The bill isn’t as bad as it could be for the industry, says Spencer Perlman, director of health-care research at consulting firm Veda Partners. The legislation won’t touch companies’ ability to set sky-high prices on new drugs, for example. As it is, Medicare’s spending on drugs is expected to double in the next decade. 

“It’s definitely taking money out of the system, but I don’t view it as being a death knell,” Perlman said. 

Rena Conti, a drug-pricing expert at Boston University, points to a Congressional Budget Office report showing that pharmaceutical innovation won’t truly be harmed by this bill. The agency estimates the bill would result in two fewer drugs in the coming decade, five in the decade after and eight after that. 

The reality is, an estimated 5 million seniors enrolled in Medicare struggle to pay for drugs, according to a government estimate from January. 

“Even if there might be some potential worry about innovation loss in the future, right now there are people who cannot afford the products that do exist,” Conti said. 
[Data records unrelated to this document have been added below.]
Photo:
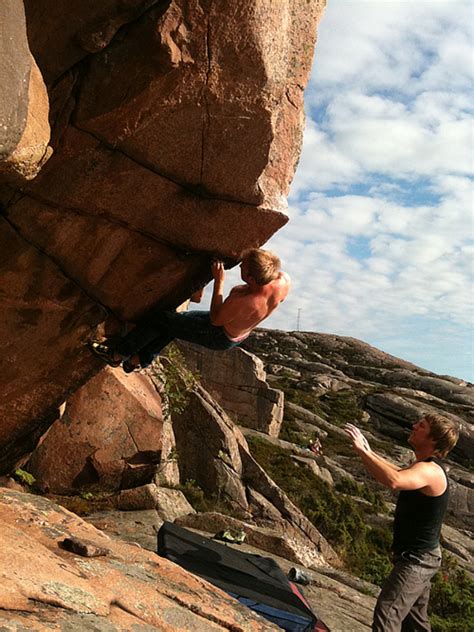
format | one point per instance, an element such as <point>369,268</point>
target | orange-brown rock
<point>109,435</point>
<point>176,127</point>
<point>24,105</point>
<point>45,587</point>
<point>208,445</point>
<point>237,380</point>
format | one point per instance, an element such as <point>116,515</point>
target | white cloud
<point>380,239</point>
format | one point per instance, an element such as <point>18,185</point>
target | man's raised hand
<point>218,271</point>
<point>359,442</point>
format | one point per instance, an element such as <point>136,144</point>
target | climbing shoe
<point>129,367</point>
<point>231,535</point>
<point>105,353</point>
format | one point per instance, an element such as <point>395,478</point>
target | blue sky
<point>380,239</point>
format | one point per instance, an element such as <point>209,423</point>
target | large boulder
<point>109,436</point>
<point>208,444</point>
<point>46,586</point>
<point>237,380</point>
<point>24,105</point>
<point>176,128</point>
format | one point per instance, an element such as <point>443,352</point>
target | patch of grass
<point>341,407</point>
<point>24,477</point>
<point>364,549</point>
<point>352,488</point>
<point>291,432</point>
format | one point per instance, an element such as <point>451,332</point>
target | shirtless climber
<point>227,324</point>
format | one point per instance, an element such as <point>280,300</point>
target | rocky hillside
<point>221,441</point>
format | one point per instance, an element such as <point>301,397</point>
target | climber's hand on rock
<point>218,271</point>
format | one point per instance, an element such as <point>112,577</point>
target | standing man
<point>227,324</point>
<point>424,490</point>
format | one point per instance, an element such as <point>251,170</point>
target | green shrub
<point>175,378</point>
<point>24,477</point>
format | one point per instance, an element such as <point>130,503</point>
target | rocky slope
<point>176,126</point>
<point>251,474</point>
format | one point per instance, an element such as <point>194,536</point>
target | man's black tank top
<point>418,518</point>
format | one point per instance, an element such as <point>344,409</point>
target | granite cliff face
<point>291,503</point>
<point>175,130</point>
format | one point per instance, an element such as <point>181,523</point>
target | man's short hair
<point>263,265</point>
<point>443,431</point>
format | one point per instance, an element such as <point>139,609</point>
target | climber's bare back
<point>246,307</point>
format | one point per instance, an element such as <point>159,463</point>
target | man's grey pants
<point>402,605</point>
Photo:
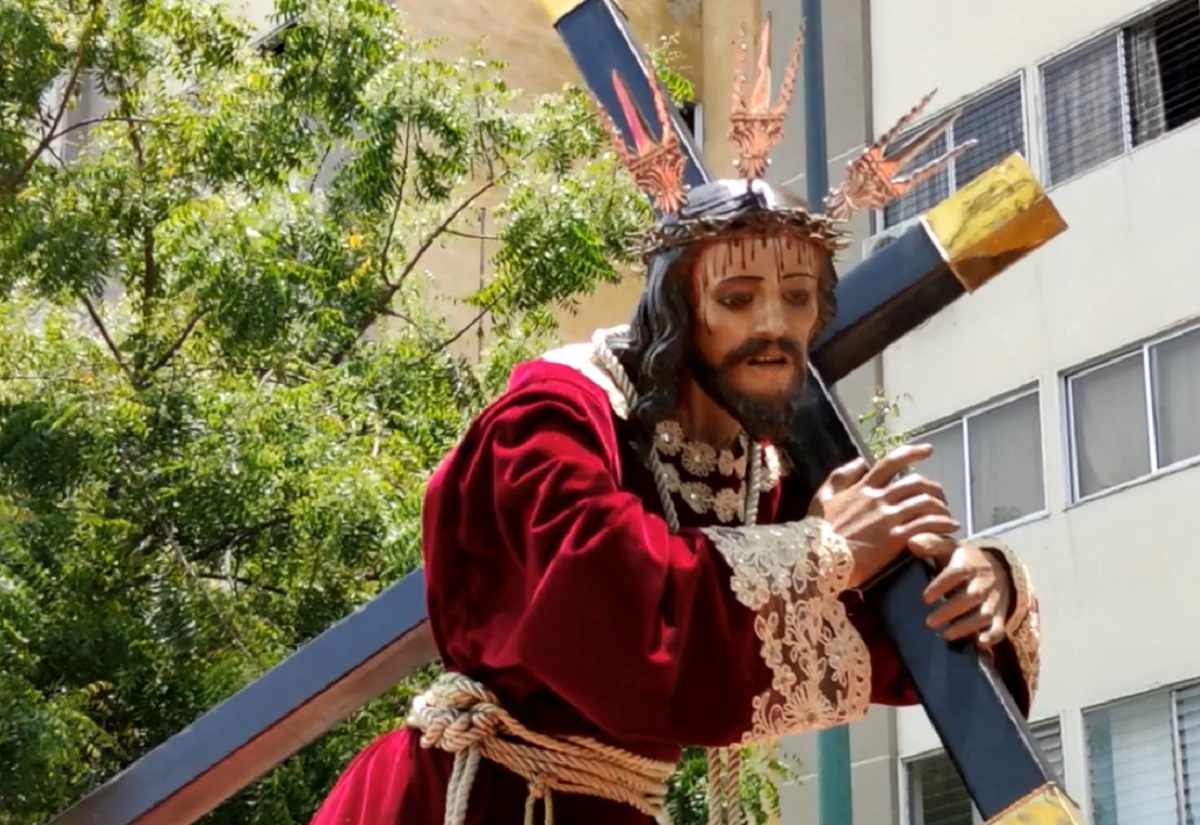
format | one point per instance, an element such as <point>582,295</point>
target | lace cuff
<point>1024,626</point>
<point>791,576</point>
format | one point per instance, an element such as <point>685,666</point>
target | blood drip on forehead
<point>769,257</point>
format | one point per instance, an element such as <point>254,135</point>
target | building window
<point>1139,759</point>
<point>1134,415</point>
<point>937,796</point>
<point>989,463</point>
<point>996,119</point>
<point>1121,89</point>
<point>693,114</point>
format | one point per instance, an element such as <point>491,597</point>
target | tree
<point>223,385</point>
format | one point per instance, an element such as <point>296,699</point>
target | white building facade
<point>1063,398</point>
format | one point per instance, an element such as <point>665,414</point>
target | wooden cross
<point>957,247</point>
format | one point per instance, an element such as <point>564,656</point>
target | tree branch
<point>443,345</point>
<point>67,91</point>
<point>150,268</point>
<point>165,359</point>
<point>241,579</point>
<point>473,236</point>
<point>240,534</point>
<point>108,339</point>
And the legislation actually strikes a middle ground between giving Medicare the power to negotiate while trying to preserve innovation by limiting the scope to older drugs without a generic option, said Mark Miller, who oversees health-care policy at Arnold Ventures, a group that funds drug price reform advocacy. 

There is one policy in the bill that pharma does support: capping the amount seniors pay at the pharmacy at $2,000 a year, far less than currently. About 1.4 million seniors spent more than that on drugs in 2020, according to the Kaiser Family Foundation.

That’s especially helpful for seniors on costly drugs. “They’ll know their expenses are not unlimited,” Neuman says.